Every page in every language must have hreflang annotations in the <head> telling Google which URL is the equivalent in each language. Miss this and Google will not consistently surface the right version to the right user.

<link rel="alternate" hreflang="en" href="https://example.com/services" />
<link rel="alternate" hreflang="es" href="https://example.com/es/servicios" />
<link rel="alternate" hreflang="x-default" href="https://example.com/services" />

Content strategy (this is where most sites fail)

Good bilingual SEO isn't translation — it's transcreation. The Spanish version of your page should target Spanish search intent, use the right regional terms (Mexican Spanish vs. Cuban Spanish vs. Argentinian matters), and be written by someone who actually speaks Spanish natively.

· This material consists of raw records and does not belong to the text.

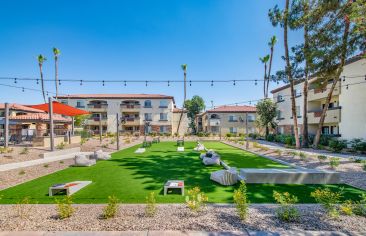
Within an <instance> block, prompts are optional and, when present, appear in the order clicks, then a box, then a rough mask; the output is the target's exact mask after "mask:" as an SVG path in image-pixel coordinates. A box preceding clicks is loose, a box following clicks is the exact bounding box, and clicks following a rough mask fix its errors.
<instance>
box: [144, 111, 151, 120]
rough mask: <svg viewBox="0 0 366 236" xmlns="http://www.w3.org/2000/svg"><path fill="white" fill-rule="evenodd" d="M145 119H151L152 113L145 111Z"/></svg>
mask: <svg viewBox="0 0 366 236" xmlns="http://www.w3.org/2000/svg"><path fill="white" fill-rule="evenodd" d="M145 120H146V121H152V114H151V113H145Z"/></svg>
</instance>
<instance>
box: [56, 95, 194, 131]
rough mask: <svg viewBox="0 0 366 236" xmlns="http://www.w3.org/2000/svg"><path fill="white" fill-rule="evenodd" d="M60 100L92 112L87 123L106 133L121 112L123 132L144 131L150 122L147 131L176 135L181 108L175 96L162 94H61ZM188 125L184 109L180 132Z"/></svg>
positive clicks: (115, 127) (113, 129)
mask: <svg viewBox="0 0 366 236" xmlns="http://www.w3.org/2000/svg"><path fill="white" fill-rule="evenodd" d="M58 100H59V101H60V102H62V103H64V104H68V105H70V106H73V107H76V108H80V109H84V110H87V111H89V112H91V117H90V119H88V120H87V121H86V126H87V128H89V129H90V130H92V131H94V132H95V133H99V130H100V127H102V130H103V133H104V132H111V133H115V132H116V130H117V121H116V114H119V117H121V121H122V122H121V123H122V124H121V127H120V130H121V132H122V133H131V134H135V133H140V134H144V133H145V123H147V122H148V123H149V124H150V125H149V126H148V128H147V130H146V132H147V133H151V132H155V133H170V134H174V133H175V132H176V131H177V125H178V122H177V120H179V116H180V111H181V110H179V109H177V108H176V107H175V101H174V97H172V96H167V95H161V94H77V95H67V96H59V97H58ZM177 117H178V118H177ZM187 127H188V121H187V113H186V112H184V116H183V118H182V121H181V126H180V129H179V134H180V135H183V134H184V133H186V132H187Z"/></svg>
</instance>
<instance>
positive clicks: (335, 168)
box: [329, 157, 340, 169]
mask: <svg viewBox="0 0 366 236" xmlns="http://www.w3.org/2000/svg"><path fill="white" fill-rule="evenodd" d="M339 160H340V159H339V158H338V157H331V158H330V161H329V165H330V167H331V168H332V169H337V167H338V166H339Z"/></svg>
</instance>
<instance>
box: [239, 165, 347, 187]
mask: <svg viewBox="0 0 366 236" xmlns="http://www.w3.org/2000/svg"><path fill="white" fill-rule="evenodd" d="M240 176H241V177H242V178H243V179H244V180H245V182H246V183H268V184H338V183H340V174H339V173H338V172H334V171H323V170H316V169H251V168H244V169H240Z"/></svg>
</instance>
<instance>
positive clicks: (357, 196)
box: [0, 142, 363, 203]
mask: <svg viewBox="0 0 366 236" xmlns="http://www.w3.org/2000/svg"><path fill="white" fill-rule="evenodd" d="M205 145H207V146H208V148H212V149H215V150H217V151H218V152H219V153H220V155H221V157H222V159H223V160H224V161H226V162H227V163H228V164H229V165H232V166H236V164H237V166H236V167H249V168H273V167H277V168H286V166H284V165H281V164H278V163H276V162H273V161H271V160H268V159H266V158H262V157H260V156H257V155H253V154H251V153H248V152H245V151H242V150H240V149H237V148H234V147H231V146H228V145H226V144H222V143H219V142H209V143H205ZM138 147H139V146H134V147H131V148H128V149H125V150H122V151H119V152H116V153H113V154H112V158H111V160H108V161H99V162H98V163H97V164H96V165H95V166H91V167H70V168H67V169H64V170H61V171H58V172H55V173H53V174H49V175H46V176H43V177H40V178H38V179H35V180H32V181H29V182H26V183H23V184H20V185H17V186H14V187H12V188H8V189H5V190H3V191H0V196H1V200H0V203H16V202H18V201H20V200H21V199H23V198H24V197H29V198H30V200H31V202H37V203H54V202H55V198H59V197H60V196H55V197H49V196H48V188H49V187H50V186H52V185H54V184H56V183H65V182H72V181H76V180H91V181H93V183H92V184H90V185H88V186H87V187H85V188H84V189H82V190H80V191H79V192H77V193H75V194H74V195H72V196H73V201H74V202H75V203H105V202H107V199H108V196H110V195H115V196H116V197H117V198H119V199H120V201H121V202H122V203H144V202H145V199H146V196H147V195H148V194H149V193H150V192H152V191H154V192H155V193H156V200H157V202H158V203H180V202H184V199H185V198H184V197H182V196H181V195H180V194H179V192H174V193H172V194H168V195H167V196H164V195H163V185H164V183H165V182H166V181H167V180H169V179H180V180H184V181H185V188H186V191H187V190H188V189H190V188H192V187H194V186H199V187H200V188H201V189H202V191H204V192H205V193H206V194H207V196H208V199H209V202H215V203H231V202H232V195H233V191H234V189H235V188H237V186H229V187H225V186H221V185H219V184H216V183H215V182H213V181H211V180H210V173H211V172H213V171H216V170H219V169H222V167H220V166H215V167H213V166H204V165H203V164H202V163H201V161H200V160H199V158H198V157H199V153H197V152H194V151H193V148H194V147H195V142H186V143H185V151H184V152H177V151H176V149H177V147H176V144H175V143H174V142H161V143H158V144H153V145H152V147H150V148H147V150H146V152H145V153H142V154H135V153H134V151H135V150H136V149H137V148H138ZM247 187H248V197H249V200H250V202H252V203H271V202H274V199H273V197H272V194H273V190H277V191H287V192H290V193H293V194H295V195H297V196H298V198H299V202H300V203H311V202H314V199H312V198H311V197H310V192H312V191H314V190H315V189H316V188H318V187H329V188H331V189H332V190H337V189H339V188H340V187H344V193H345V197H346V198H347V199H358V197H359V195H361V193H363V191H362V190H360V189H356V188H353V187H351V186H348V185H288V184H285V185H274V184H247Z"/></svg>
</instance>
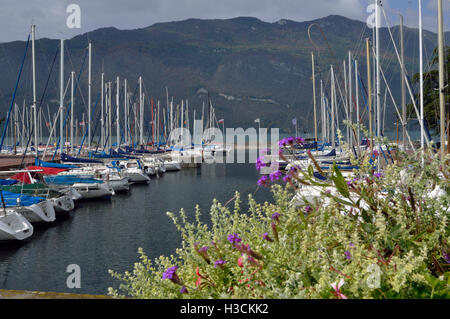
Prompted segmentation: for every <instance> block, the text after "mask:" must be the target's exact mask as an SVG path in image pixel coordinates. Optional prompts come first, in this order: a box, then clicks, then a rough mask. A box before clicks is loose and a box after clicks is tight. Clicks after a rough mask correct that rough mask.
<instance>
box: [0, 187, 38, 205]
mask: <svg viewBox="0 0 450 319" xmlns="http://www.w3.org/2000/svg"><path fill="white" fill-rule="evenodd" d="M0 194H1V199H2V202H1V203H0V204H1V205H2V206H3V205H5V206H6V207H15V206H30V205H33V204H37V203H40V202H42V201H44V200H45V198H44V197H38V196H29V195H24V194H17V193H12V192H8V191H4V190H0Z"/></svg>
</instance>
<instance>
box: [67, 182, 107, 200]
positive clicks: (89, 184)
mask: <svg viewBox="0 0 450 319" xmlns="http://www.w3.org/2000/svg"><path fill="white" fill-rule="evenodd" d="M72 187H73V188H74V189H75V190H76V191H77V192H78V193H80V195H81V197H82V199H94V198H107V197H110V196H112V195H115V192H114V190H113V189H112V188H111V187H109V186H107V185H103V184H81V183H80V184H73V186H72Z"/></svg>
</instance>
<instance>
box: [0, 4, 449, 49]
mask: <svg viewBox="0 0 450 319" xmlns="http://www.w3.org/2000/svg"><path fill="white" fill-rule="evenodd" d="M373 1H374V0H0V3H1V4H0V42H8V41H14V40H26V38H27V36H28V33H29V30H30V25H31V23H32V22H33V23H35V24H36V37H37V38H42V37H48V38H54V39H56V38H61V37H63V38H72V37H73V36H75V35H78V34H83V33H86V32H89V31H92V30H95V29H98V28H102V27H111V26H113V27H116V28H119V29H135V28H141V27H146V26H149V25H152V24H154V23H157V22H168V21H176V20H184V19H188V18H201V19H227V18H234V17H238V16H252V17H257V18H259V19H261V20H263V21H266V22H275V21H278V20H280V19H291V20H295V21H308V20H313V19H317V18H321V17H325V16H328V15H330V14H338V15H343V16H345V17H348V18H352V19H357V20H361V21H366V19H367V18H368V16H369V14H370V13H367V6H368V4H370V3H373ZM72 3H74V4H77V5H79V7H80V8H81V28H79V29H69V28H68V27H67V25H66V20H67V17H68V16H69V14H70V13H67V12H66V8H67V6H68V5H69V4H72ZM443 3H444V25H445V30H446V31H449V30H450V21H449V18H450V0H443ZM383 5H384V7H385V10H386V11H387V14H388V16H389V18H388V19H389V24H390V25H395V24H398V21H399V18H398V14H399V13H400V14H402V15H403V16H404V21H405V24H406V25H407V26H412V27H417V26H418V15H419V13H418V0H383ZM423 25H424V28H425V29H427V30H430V31H433V32H436V31H437V0H423Z"/></svg>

Example: "contractor" translates literally to "contratista" but in Las Vegas, Hispanic customers search "albañil" for mason work and "plomero" for plumbing. Google Translate won't tell you that. A human translator will.

Real case study: HVAC contractor

We built a bilingual site for a Henderson HVAC contractor last year. Baseline: 120 monthly English visitors, 0 Spanish. After 6 months: 340 English, 290 Spanish. Revenue from Spanish-speaking clients grew from essentially nothing to 34% of total.

34%
Share of revenue from Spanish-speaking clients after bilingual launch

What it costs

Building a bilingual site is typically 1.4-1.6× the cost of a monolingual one — not 2×, because the technical infrastructure is shared. Our fixed-price bilingual sites start at $3,800 for a landing page package with full SEO in both languages.

If you're in Nevada, Texas, Florida, California, or Arizona, bilingual is no longer a nice-to-have. It's table stakes.